Step 1. Identify Available Control Technologies
Identification of possible BACT options were derived from EPA and state BACT
clearinghouses, recently issued regulations and permit decisions from similar projects. The
following activities were identified as BACT options to control emissions from the condensate
storage tanks. Woodford is proposing to install four additional condensate storage tanks with
internal floating roof (IFR).
Control Technologies
Routing Vapor Space to a Control Device
Thermal Incinerator
Flare
Vapor Combustor
Roof Selection
EFR, IFR
Fixed Roof
Routing Vapor Space to a Control Device Evaporative losses from tanks can be routed to a variety of control devices with varying destruction
efficiencies. Combustion type controls, including flares, combustors, and incinerators, destroy VOCs
with auxiliary fuel injection. Destruction efficiencies range from 98-99.9%, depending on the
material.
PERMIT MEMORANDUM 2015-0197-C (M-1) DRAFT/PROPOSED 15
Roof Selection Three basic roof types are considered: external floating roof, internal floating roof, and fixed roof.

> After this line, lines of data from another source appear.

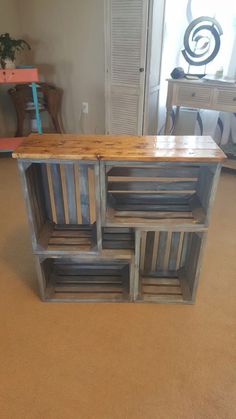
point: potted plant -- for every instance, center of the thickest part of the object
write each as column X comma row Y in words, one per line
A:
column 9, row 47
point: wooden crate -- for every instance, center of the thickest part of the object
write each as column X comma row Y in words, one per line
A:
column 118, row 238
column 168, row 265
column 63, row 207
column 118, row 218
column 171, row 193
column 64, row 279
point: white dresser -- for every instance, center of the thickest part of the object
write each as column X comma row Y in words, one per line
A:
column 198, row 94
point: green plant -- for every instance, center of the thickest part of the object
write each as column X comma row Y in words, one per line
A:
column 9, row 47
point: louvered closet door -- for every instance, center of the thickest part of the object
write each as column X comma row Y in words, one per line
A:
column 126, row 38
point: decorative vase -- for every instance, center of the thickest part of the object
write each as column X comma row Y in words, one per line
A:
column 9, row 63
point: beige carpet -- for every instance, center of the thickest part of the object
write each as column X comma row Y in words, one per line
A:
column 110, row 361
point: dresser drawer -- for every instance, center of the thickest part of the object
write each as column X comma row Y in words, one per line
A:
column 191, row 95
column 225, row 98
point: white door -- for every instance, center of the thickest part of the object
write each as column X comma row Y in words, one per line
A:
column 126, row 23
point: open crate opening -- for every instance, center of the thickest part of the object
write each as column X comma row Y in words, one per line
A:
column 118, row 238
column 170, row 193
column 169, row 265
column 63, row 206
column 68, row 279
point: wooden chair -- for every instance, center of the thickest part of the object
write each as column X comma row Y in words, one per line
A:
column 49, row 97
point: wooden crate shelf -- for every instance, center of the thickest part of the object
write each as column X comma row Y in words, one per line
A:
column 171, row 194
column 118, row 218
column 118, row 238
column 169, row 265
column 86, row 281
column 63, row 208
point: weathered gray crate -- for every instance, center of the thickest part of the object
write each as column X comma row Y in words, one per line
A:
column 164, row 193
column 168, row 265
column 66, row 279
column 64, row 206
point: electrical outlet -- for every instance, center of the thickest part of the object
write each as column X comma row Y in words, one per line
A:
column 85, row 107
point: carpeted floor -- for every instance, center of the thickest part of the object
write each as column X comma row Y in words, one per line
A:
column 110, row 361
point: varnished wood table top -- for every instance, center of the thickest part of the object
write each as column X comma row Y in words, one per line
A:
column 119, row 148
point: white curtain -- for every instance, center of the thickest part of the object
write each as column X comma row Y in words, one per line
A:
column 220, row 125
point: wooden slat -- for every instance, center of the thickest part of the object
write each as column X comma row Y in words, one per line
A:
column 160, row 281
column 152, row 186
column 69, row 240
column 45, row 185
column 70, row 190
column 161, row 250
column 91, row 192
column 155, row 249
column 149, row 251
column 165, row 172
column 84, row 198
column 161, row 289
column 140, row 148
column 143, row 250
column 77, row 193
column 174, row 250
column 57, row 192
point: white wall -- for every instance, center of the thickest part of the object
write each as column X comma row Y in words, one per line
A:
column 9, row 22
column 67, row 39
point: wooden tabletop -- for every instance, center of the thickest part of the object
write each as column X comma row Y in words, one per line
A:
column 119, row 147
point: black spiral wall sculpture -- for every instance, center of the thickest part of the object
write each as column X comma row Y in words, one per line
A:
column 202, row 40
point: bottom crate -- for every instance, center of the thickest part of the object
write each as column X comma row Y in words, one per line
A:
column 169, row 266
column 72, row 280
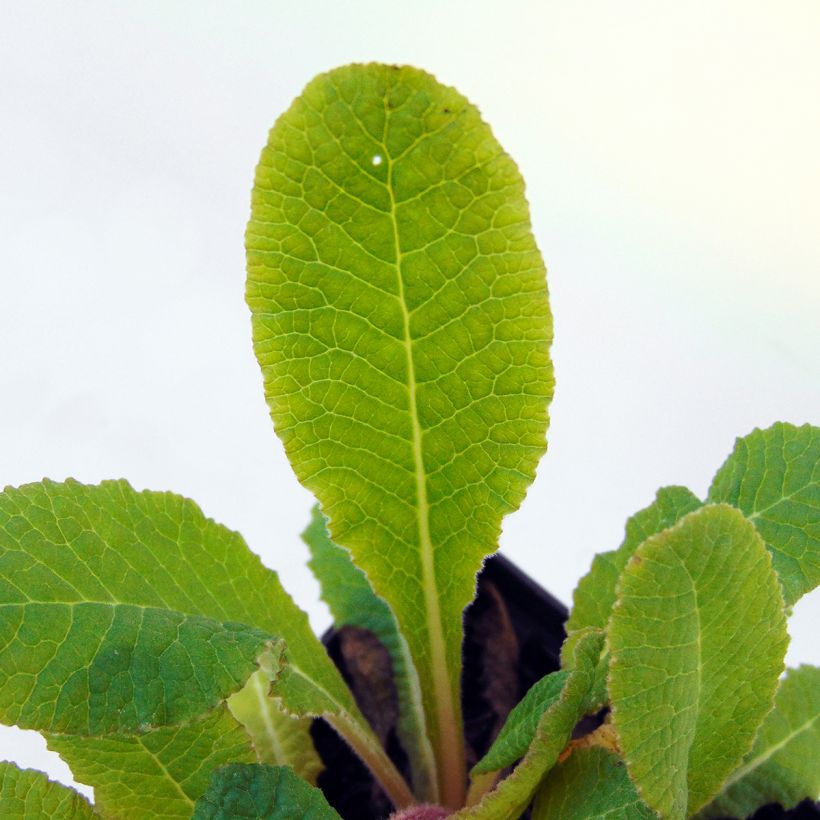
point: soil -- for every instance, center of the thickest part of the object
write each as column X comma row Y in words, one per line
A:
column 513, row 633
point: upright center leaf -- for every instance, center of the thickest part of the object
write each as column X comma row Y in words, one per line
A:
column 401, row 320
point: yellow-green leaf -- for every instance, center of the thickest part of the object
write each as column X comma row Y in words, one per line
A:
column 773, row 476
column 782, row 766
column 401, row 321
column 277, row 737
column 696, row 640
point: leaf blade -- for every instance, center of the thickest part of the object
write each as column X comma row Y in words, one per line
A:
column 404, row 350
column 595, row 594
column 159, row 774
column 782, row 765
column 352, row 602
column 277, row 737
column 264, row 792
column 512, row 796
column 773, row 476
column 591, row 783
column 696, row 641
column 26, row 793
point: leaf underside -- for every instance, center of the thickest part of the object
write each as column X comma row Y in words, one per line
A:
column 782, row 766
column 263, row 792
column 26, row 793
column 156, row 775
column 277, row 737
column 696, row 641
column 773, row 476
column 591, row 784
column 401, row 321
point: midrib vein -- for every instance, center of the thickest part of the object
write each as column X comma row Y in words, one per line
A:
column 446, row 739
column 760, row 759
column 264, row 711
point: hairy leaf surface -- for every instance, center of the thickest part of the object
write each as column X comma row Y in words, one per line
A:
column 773, row 476
column 514, row 793
column 783, row 764
column 263, row 792
column 66, row 546
column 522, row 723
column 594, row 596
column 696, row 640
column 352, row 602
column 400, row 317
column 26, row 793
column 277, row 737
column 159, row 774
column 592, row 784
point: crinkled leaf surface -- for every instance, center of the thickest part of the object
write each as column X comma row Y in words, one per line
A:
column 159, row 774
column 773, row 476
column 589, row 785
column 696, row 640
column 519, row 729
column 26, row 793
column 514, row 793
column 594, row 596
column 352, row 602
column 400, row 317
column 278, row 738
column 783, row 764
column 71, row 548
column 263, row 792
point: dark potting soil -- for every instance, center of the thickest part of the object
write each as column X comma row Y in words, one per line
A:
column 513, row 633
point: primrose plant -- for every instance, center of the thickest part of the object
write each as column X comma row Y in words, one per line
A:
column 401, row 321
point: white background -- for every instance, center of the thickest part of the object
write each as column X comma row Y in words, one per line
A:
column 672, row 157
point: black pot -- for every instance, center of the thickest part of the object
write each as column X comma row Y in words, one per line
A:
column 513, row 633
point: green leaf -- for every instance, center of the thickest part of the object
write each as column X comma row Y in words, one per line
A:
column 401, row 321
column 522, row 723
column 263, row 792
column 595, row 594
column 590, row 784
column 353, row 603
column 25, row 793
column 160, row 774
column 514, row 793
column 277, row 737
column 783, row 764
column 64, row 547
column 773, row 476
column 696, row 640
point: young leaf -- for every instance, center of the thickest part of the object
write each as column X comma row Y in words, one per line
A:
column 594, row 596
column 263, row 792
column 514, row 793
column 159, row 774
column 400, row 317
column 522, row 723
column 773, row 476
column 70, row 548
column 352, row 601
column 696, row 640
column 277, row 737
column 25, row 793
column 590, row 784
column 783, row 764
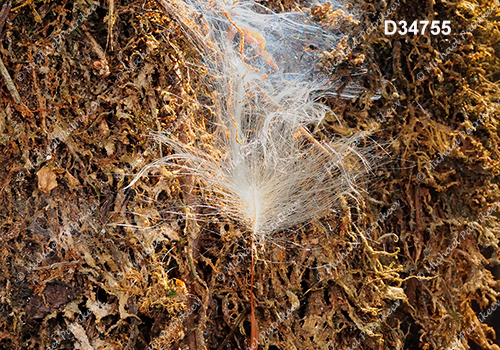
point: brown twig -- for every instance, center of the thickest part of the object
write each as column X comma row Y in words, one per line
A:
column 10, row 84
column 3, row 15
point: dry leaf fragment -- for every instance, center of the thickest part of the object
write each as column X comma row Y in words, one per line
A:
column 80, row 335
column 47, row 179
column 72, row 181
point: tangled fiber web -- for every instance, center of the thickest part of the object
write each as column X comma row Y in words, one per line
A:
column 261, row 158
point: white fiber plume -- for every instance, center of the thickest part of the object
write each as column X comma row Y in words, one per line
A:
column 261, row 158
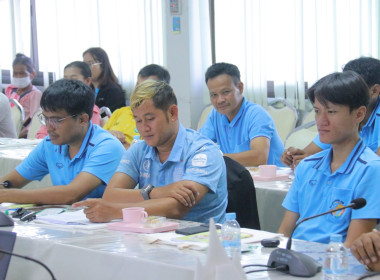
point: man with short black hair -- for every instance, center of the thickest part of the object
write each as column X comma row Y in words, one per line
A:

Fixed roof tanks – These tanks consist of a cylindrical steel shell with a permanently fixed roof that
can be either cone-shaped, dome-shaped, or flat. Evaporative losses occur in these tanks through
vapor expansion and contraction and from working losses as filling vapors are expelled from the
tank.
External floating roof tanks (EFRs) – These tanks consist of an open cylindrical steel shell with a
roof, or deck, which floats on the surface of the stored liquid. The roof height changes with the liquid
level of the material stored within the tank, effectively minimizing vapor space. A rim seal system is
attached to the deck’s perimeter and makes contact with the tank wall. These two systems combine to
reduce VOC emissions from the stored material. Losses from these tanks originate from exposed
liquid at the rim seal system and deck fittings. In addition to the basic tank configuration, there are
several add-on options to further reduce emissions and are listed as follows:
Cone Roof Add-on with Vapor Space Routed to a Control Device. This option would involve
installing a fixed cone roof over the top of each tank at the plant, thereby creating internal
floating roof tanks from the previous EFR tank. The coned exterior roofs would be supported
by columns that penetrate through the floating roof inside each tank. The fixed coned roof
design acts to block the wind flow across the top of each tank and be part of a system to
collect emissions coming out the top of the floating roof of each tank. A dedicated vapor
collection system would be installed to route emissions from each tank to a dedicated control
device as listed in the previous control technology category (Routing Vapor Space to a
Control Device).
Cone Roof Add-on Only – This option involves installing a fixed coned roof as in the
previous option except without installation of a control device as discussed in the previous
control technology category and associated collection piping. The primary function of the
fixed external roof in this alternative would be to block the wind and decrease standing and
withdrawal emissions from each tank. This option is estimated to provide a control efficiency
of up to 44%.
Domed External Floating Roof – This option involves constructing a self-supporting
geodesic dome over the existing external floating roof on each tank at the terminal. Similar to
the cone roof add-on option, geodesic domes are utilized to minimize the wind over the top
of the external floating roof. The domed tanks are generally vented with circulation vents at
the top of each roof. Emissions from each domed EFR tank would not be piped to a control
device. Since the geodesic domes would be self-supporting, the installation of column
supports penetrating through the floating roof would not be necessary and gaps in the floating
roof would be minimized. This design is still referred to as an external floating roof because
it utilizes the existing heavier-duty, double-sealed fully intact EFR, though for emission
estimation purposes it is treated as an IFR with no support columns. This option is estimated
to provide a control efficiency of up to 73%.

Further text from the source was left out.